Over breakfast I composed a personals ad. When I was satisfied with the wording, I phoned it in to Victoria's
Times Colonist
newspaper, which has good distribution on Vancouver Island.

≈ ≈ ≈

Joe McNaught runs the Good Shepherd Mission in Victoria's Chinatown. His declared mandate is to succour the hungry and bring muscular Christianity to the street people of Victoria. Noble ideals, but I have misgivings about McNaught and he knows it. When I went around to the mission, McNaught didn't want to be found. The place was jammed with people wanting free breakfasts, so it was easy to hide from me. I gave up looking and spoke to a kitchen volunteer instead. He was a short, skinny, middle-aged Kwakiutl man. His jacket fitted him like a Doberman's kennel fits a chihuahua. Six inches of bare ankle showed between the bottom of his jeans and the top of his Nikes. His laces were undone. He had a face like Boris Karloff with jet lag.

“Jimmy Scow?” he said thoughtfully, not looking at me. “Yeah, we know him. When he was in prison he followed the Jesus Road. When he came out he prayed with us for a while. Till something happened.”

“What?”

“I don't know.” He lifted a cigarette from an inside pocket but didn't light it. “There's things we don't do in the Lord's house,” he said, and shuffled outside. The volunteer lit his cigarette, filled his lungs with smoke and let it dribble out through his nostrils as he leaned against a wall in the sunshine. I noticed that his nails were bitten down to the quick. His small black eyes were like black knobs sunk in his face. He said, “You're a cop, you got your ways of looking at things. I tell you this though. Jimmy Scow got a very raw deal.”

“It wasn't my case. But the way I remember it, Scow got legal aid.”

“Sure he did,” the volunteer returned savagely. “Scow's brief was just out of law school. A pipsqueak pretending to be a big noise. Jailing Jimmy Scow was like giving a raccoon five years for being furry. He'd been a White guy, he'd never done day one in jail. Not day one. Jail turned Jimmy sour. Now he's worshipping Dokibatl and doing Wolf ritual.”

I looked at my watch. It was getting on toward noon. I said, “If you happen to run into Jimmy, will you tell him that Silas Seaweed says to lay off what he's been doing at Foul Bay Road. It's dangerous.”

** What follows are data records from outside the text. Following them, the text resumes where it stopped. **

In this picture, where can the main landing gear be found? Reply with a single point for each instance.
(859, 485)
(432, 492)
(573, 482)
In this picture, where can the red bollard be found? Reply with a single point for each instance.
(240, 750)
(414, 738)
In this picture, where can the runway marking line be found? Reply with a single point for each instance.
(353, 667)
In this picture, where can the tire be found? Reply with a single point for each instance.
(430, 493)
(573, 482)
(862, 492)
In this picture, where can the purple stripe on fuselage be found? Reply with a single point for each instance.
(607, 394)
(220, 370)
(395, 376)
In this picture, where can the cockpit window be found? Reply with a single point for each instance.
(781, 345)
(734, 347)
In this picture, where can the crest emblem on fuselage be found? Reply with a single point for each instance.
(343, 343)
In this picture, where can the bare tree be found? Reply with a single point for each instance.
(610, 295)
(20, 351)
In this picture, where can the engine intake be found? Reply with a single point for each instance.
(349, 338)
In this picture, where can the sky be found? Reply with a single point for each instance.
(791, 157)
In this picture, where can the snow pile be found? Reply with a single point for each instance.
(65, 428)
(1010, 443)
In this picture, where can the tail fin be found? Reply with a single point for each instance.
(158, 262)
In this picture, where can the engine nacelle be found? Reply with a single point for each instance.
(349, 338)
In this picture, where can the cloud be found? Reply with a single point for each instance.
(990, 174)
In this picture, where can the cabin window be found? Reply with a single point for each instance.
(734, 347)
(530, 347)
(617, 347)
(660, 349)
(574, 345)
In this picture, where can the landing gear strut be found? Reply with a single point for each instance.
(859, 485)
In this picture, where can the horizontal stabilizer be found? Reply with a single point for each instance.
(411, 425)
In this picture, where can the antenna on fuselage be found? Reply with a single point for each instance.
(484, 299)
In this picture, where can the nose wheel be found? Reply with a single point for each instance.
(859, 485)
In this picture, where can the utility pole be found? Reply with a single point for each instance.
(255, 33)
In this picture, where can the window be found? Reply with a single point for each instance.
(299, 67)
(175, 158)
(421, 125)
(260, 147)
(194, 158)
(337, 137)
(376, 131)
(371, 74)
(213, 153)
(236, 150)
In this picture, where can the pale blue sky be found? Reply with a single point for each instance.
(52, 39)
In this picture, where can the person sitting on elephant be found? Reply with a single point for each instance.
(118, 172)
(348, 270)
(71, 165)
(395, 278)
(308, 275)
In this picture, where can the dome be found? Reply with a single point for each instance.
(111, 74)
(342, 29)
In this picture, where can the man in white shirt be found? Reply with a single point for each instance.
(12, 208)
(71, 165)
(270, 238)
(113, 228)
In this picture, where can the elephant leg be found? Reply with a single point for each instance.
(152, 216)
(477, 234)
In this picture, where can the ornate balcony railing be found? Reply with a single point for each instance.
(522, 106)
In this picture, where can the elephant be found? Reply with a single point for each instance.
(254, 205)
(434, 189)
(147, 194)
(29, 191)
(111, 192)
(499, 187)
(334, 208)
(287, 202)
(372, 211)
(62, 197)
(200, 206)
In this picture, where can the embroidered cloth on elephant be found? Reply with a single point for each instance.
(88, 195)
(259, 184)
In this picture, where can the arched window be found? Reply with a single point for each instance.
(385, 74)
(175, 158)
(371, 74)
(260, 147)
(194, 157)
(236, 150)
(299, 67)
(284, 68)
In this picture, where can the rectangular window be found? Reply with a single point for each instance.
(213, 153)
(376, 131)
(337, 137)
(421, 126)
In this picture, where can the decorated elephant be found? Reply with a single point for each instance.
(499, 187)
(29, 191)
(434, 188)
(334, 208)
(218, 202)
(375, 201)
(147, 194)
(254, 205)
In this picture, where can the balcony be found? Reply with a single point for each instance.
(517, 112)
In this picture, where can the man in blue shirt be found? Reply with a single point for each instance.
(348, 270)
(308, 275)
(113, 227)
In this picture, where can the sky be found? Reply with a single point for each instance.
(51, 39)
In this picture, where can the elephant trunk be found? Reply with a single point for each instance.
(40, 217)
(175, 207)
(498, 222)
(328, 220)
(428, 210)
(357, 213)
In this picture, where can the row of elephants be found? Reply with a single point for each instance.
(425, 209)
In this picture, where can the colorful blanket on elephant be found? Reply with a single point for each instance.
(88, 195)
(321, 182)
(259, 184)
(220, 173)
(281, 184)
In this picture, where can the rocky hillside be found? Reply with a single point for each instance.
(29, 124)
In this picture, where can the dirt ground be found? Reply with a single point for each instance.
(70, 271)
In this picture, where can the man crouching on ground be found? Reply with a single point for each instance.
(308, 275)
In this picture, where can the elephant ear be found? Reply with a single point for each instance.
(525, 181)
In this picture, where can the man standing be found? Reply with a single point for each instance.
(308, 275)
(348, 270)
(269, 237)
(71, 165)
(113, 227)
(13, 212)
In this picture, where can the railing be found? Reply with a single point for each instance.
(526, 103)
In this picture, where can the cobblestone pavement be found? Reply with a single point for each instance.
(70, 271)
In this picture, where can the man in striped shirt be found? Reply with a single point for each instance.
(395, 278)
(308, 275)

“I'll tell him, brother. But all Jimmy wants to talk about now is Wolf God, so I doubt he'll listen.”

A boy went by in an unmuffled '29 Chevy kit car; the noise hurt my ears. I thanked the volunteer for his help and went on my way.

≈ ≈ ≈

I was thinking about Wolf ritual when I chanced upon Chantal. She was patrolling her corner, doing an exaggerated loose-hipped walk and pouting her lips toward passing cars. When she saw me coming she forgot about business and ran my way, tripping along in the knock-kneed, short-stepped style of women wearing high heels. Beaming, she threw her arms around my waist and said, “Guess what? Sally just left town!” Chantal cocked her head to one side, to gauge my reaction.

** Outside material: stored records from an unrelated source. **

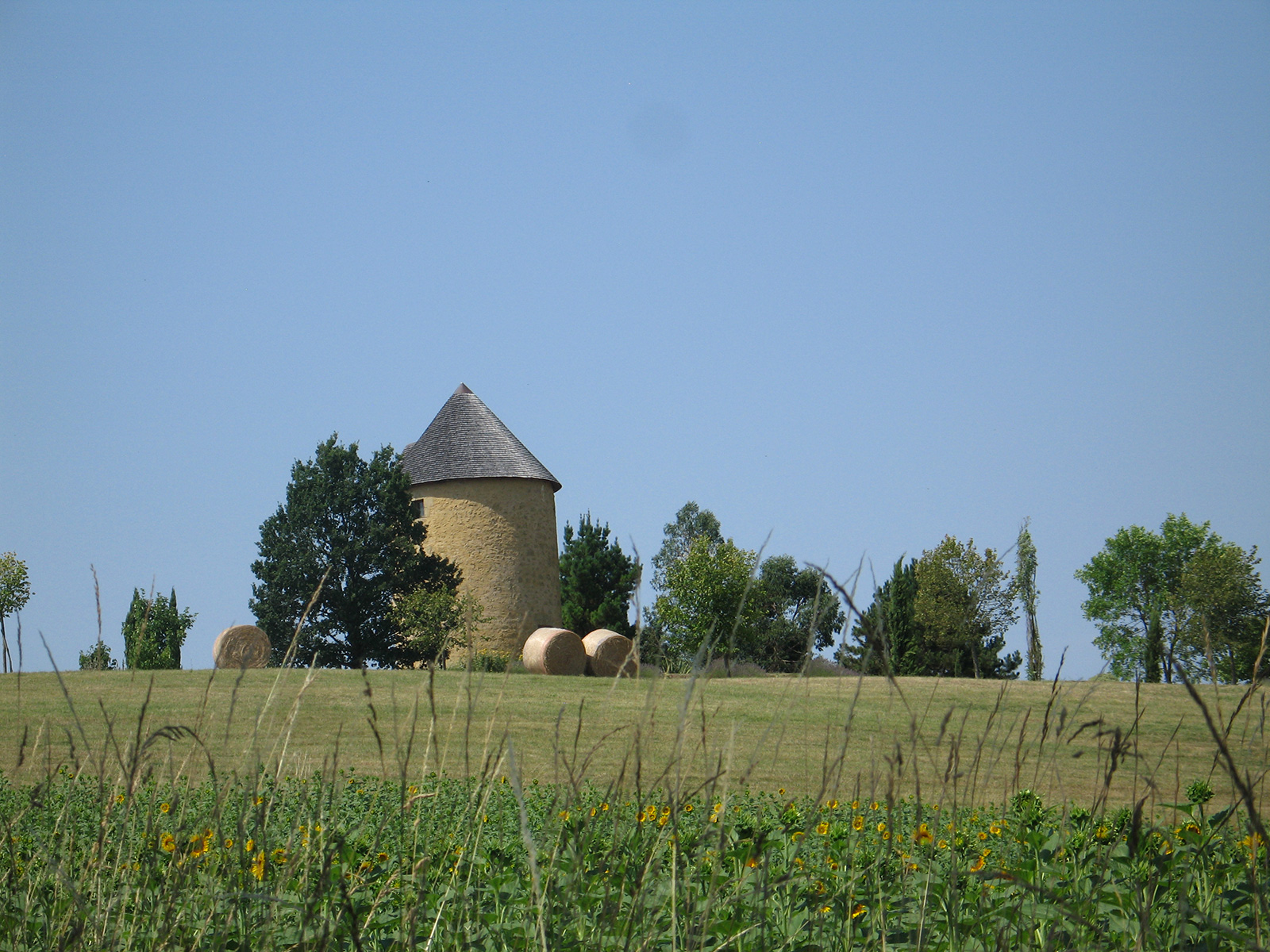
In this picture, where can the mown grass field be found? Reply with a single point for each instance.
(333, 810)
(969, 742)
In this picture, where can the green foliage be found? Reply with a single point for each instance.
(887, 636)
(353, 518)
(1176, 601)
(1199, 791)
(154, 630)
(690, 524)
(718, 597)
(353, 861)
(14, 594)
(941, 615)
(964, 606)
(1026, 588)
(596, 581)
(431, 622)
(798, 613)
(98, 659)
(706, 601)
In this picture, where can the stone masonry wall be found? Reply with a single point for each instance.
(502, 533)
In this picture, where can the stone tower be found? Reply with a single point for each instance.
(489, 507)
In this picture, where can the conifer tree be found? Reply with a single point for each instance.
(154, 631)
(1026, 584)
(596, 579)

“So she left. Is that good?”

“For Sally, yes. One minute she's here, the next minute she's outta here. We had coffee together at Lou's. After coffee she went home, packed her bags, kissed me goodbye and took off.”

Chantal was wearing a high-necked blouse. I put my finger inside her collar and gently eased it open. There was an angry red bruise where Jiggs Murphy had manhandled her the night before.

I said, “Did Sally say where she was going?”

“I didn't ask. If somebody wants to find her, it's better I don't know.”

“Wherever Sally ends up, I hope it's not back on the street. You should quit too, instead of wearing yourself out for bloodsucking pimps.”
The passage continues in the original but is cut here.